The risk of venous thromboembolic events (VTEs) among patients undergoing surgical procedures for cancer is twofold to threefold higher than in patients without cancer. Venous thromboembolism is a major risk in gynecologic oncology patients, with rates as high as 8% in endometrial cancer and 38% in ovarian cancer. All gynecologic oncology patients undergoing major surgical procedures (i.e., longer than 30 minutes) should receive VTE prophylaxis with either low-molecular-weight heparin (LMWH) or heparin. Prophylaxis should be commenced preoperatively, combined with mechanical methods, and continued postoperatively. Pneumatic compression stockings reduce the rate of VTE when compared with observation within the first 5 days postoperatively. Their efficacy is equivalent to that of heparin and improved when combined with heparin in gynecologic oncology patients. Combined oral hormonal contraception is a risk factor for postoperative thromboembolism. The risk of thromboembolism varies according to progesterone type. There is lower risk with levonorgestrel, norethisterone, and norgestimate. Women should be encouraged to use an alternative form of contraception preoperatively. Continued use of combined oral hormonal contraception is an indication for thromboprophylaxis.

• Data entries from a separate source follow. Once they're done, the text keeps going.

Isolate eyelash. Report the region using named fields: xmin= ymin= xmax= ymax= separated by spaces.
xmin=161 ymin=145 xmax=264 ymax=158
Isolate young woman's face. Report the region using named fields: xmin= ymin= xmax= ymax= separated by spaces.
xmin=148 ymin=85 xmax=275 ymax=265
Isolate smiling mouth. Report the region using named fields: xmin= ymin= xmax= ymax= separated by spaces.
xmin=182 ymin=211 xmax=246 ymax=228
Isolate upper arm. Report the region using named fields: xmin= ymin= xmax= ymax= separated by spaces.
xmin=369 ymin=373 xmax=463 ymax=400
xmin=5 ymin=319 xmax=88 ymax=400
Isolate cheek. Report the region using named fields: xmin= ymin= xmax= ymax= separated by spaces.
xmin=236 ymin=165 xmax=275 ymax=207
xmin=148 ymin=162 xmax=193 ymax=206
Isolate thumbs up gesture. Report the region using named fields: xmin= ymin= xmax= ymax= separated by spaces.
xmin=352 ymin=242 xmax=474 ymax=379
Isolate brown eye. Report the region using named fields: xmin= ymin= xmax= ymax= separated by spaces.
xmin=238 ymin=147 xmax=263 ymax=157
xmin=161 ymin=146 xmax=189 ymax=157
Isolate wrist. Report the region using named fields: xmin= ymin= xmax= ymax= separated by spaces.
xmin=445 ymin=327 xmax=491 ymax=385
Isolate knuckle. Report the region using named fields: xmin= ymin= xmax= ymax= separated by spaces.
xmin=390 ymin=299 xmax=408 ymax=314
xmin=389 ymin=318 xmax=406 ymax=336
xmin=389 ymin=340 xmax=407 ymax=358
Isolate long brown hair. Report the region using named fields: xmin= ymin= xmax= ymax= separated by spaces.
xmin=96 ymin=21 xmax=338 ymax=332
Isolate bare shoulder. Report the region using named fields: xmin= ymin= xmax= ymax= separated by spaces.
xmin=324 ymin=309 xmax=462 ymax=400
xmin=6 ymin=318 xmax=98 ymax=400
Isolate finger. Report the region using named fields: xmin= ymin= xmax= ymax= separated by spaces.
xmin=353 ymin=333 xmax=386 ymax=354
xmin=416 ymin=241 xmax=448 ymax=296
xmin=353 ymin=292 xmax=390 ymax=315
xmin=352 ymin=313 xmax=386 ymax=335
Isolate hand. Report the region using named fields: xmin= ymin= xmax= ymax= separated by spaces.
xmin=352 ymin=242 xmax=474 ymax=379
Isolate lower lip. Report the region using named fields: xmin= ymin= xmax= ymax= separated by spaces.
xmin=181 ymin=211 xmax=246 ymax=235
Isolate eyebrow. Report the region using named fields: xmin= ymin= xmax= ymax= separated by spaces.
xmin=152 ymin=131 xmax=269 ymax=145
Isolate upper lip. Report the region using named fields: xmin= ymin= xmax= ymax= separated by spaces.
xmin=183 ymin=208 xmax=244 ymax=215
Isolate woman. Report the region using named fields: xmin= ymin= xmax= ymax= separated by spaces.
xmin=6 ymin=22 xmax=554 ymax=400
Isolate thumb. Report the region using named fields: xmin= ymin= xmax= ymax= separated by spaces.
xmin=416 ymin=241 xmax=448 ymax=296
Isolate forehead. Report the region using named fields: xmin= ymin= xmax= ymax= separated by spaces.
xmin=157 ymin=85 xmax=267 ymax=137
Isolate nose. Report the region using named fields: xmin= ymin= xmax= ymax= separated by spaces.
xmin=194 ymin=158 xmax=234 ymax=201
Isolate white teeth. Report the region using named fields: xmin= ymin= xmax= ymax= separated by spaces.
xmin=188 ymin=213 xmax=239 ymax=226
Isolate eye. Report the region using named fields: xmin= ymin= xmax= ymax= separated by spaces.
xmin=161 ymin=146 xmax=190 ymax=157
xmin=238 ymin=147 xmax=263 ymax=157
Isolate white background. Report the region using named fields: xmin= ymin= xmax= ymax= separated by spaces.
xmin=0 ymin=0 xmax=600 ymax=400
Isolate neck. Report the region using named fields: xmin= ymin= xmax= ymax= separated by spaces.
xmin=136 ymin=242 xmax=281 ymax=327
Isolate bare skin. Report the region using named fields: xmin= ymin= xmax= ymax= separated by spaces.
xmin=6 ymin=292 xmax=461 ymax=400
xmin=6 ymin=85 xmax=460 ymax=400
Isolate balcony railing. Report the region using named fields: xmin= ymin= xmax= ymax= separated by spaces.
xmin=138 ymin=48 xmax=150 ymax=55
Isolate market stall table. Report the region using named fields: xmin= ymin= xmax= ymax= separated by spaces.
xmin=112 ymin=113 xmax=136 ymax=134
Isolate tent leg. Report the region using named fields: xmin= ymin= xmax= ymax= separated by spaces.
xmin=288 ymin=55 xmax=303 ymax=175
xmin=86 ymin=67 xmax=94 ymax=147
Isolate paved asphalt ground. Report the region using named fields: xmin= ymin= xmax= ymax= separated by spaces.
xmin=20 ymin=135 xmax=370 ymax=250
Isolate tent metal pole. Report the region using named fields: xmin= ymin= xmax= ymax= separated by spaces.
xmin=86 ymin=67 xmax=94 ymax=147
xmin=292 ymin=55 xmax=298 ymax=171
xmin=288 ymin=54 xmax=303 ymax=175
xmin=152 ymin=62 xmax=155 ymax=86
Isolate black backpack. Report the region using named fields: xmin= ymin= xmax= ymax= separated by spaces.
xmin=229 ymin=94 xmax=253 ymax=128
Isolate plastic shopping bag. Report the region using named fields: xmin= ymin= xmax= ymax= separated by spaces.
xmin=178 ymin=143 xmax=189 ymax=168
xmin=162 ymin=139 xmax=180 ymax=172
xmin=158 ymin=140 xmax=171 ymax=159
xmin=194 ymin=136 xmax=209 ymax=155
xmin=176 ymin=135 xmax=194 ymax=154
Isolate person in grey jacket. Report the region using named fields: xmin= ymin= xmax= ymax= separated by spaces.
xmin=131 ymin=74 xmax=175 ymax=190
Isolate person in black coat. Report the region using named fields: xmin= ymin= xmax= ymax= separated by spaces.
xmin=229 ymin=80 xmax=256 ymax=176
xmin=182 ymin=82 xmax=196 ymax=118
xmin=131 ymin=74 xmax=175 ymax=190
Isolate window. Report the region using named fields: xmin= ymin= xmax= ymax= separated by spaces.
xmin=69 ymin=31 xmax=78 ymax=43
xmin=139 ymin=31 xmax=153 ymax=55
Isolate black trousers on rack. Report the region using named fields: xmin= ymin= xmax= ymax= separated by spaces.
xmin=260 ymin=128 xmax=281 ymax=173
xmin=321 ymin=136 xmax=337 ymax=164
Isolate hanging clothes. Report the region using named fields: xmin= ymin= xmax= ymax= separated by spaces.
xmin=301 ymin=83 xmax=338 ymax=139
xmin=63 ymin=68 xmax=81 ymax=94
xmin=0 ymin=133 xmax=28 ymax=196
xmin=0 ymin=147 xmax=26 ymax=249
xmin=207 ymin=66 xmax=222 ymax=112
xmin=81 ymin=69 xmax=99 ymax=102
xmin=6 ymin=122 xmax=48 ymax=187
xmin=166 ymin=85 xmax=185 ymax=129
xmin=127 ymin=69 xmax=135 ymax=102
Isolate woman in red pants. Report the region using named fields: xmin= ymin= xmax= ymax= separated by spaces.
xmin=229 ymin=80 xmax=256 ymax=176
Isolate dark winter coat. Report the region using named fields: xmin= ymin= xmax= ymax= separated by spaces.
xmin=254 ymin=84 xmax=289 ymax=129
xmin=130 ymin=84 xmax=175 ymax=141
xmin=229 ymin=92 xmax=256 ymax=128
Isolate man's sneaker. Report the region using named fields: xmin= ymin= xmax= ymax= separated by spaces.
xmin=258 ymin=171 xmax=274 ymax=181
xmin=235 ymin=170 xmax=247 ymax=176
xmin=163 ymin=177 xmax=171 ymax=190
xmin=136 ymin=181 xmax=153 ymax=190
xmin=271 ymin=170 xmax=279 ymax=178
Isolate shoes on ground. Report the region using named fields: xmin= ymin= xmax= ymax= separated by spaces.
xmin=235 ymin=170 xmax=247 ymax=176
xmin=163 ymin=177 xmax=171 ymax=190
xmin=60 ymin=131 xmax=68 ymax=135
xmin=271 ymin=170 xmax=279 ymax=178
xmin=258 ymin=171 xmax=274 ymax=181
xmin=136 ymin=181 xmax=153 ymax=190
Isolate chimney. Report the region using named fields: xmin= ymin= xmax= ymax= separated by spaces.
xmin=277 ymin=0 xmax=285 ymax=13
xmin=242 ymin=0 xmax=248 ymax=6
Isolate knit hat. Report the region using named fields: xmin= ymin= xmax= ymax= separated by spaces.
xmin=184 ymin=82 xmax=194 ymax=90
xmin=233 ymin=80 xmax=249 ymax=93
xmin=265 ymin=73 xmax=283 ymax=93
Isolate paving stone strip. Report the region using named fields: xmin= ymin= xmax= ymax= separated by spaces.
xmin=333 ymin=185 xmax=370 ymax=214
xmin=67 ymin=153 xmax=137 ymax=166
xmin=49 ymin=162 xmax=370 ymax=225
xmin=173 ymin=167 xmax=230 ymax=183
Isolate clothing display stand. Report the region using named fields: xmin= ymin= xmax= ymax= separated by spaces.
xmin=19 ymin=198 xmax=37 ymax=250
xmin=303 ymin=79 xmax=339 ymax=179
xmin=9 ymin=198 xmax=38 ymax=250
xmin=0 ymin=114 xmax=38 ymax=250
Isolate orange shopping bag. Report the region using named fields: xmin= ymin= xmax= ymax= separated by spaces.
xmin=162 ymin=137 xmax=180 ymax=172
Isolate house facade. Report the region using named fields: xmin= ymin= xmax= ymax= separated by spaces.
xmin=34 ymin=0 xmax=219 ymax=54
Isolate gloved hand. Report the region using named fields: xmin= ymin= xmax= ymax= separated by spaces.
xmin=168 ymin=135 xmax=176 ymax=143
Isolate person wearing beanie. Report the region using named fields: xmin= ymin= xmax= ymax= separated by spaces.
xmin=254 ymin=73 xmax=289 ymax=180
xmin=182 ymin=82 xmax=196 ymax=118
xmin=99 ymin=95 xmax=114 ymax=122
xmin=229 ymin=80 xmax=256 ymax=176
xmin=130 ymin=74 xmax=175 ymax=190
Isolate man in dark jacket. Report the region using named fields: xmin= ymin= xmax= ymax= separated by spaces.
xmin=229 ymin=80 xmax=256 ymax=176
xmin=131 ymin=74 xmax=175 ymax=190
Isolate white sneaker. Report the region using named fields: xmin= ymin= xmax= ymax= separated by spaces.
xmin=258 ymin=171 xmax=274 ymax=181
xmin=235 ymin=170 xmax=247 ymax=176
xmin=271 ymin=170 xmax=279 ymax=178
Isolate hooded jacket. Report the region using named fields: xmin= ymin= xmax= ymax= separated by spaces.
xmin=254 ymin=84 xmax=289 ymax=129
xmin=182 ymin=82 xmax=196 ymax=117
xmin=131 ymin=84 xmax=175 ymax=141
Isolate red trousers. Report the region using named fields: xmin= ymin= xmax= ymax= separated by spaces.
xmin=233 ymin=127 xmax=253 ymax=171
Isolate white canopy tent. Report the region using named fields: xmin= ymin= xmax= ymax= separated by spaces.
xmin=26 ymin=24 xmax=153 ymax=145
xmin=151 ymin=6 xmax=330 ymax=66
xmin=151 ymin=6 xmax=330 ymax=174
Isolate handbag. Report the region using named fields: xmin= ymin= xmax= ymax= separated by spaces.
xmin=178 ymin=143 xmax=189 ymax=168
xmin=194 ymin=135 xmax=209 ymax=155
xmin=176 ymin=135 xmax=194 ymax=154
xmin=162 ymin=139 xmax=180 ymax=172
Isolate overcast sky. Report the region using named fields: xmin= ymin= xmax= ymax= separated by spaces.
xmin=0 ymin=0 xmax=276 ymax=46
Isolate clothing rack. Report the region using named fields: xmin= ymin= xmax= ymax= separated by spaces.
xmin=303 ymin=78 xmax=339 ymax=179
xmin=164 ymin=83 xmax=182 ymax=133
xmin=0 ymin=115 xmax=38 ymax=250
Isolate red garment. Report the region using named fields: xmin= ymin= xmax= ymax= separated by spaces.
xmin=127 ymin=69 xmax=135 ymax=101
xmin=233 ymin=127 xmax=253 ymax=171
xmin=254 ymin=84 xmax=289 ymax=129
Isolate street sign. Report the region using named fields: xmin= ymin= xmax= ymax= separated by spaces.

With regard to long-term thromboprophylaxis, a large prospective cohort trial showed an increased rate of VTE within 30 days of operation in patients with cancer, and extended prophylaxis (28 days) is considered the standard of care in such patients. A Cochrane review of four RCTs examining extended prophylaxis showed a decrease in overall VTE (14.3% vs. 6.1%; P < .0005) and a decrease in symptomatic VTE (1.7% vs. 0.2%; P = .02). Extended prophylaxis in minimally invasive procedures is likely not necessary without other high-risk features (elevated body mass index [BMI], previous VTE, coagulopathy, decreased mobility).

  • Patients at risk of VTE should receive prophylaxis with either LMWH or heparin, commenced preoperatively, combined with mechanical methods.

  • Extended prophylaxis (28 days) should be given to patients after laparotomy for abdominal or pelvic malignancies.

  • Patients should discontinue oral contraception before surgical procedures and switch to another form.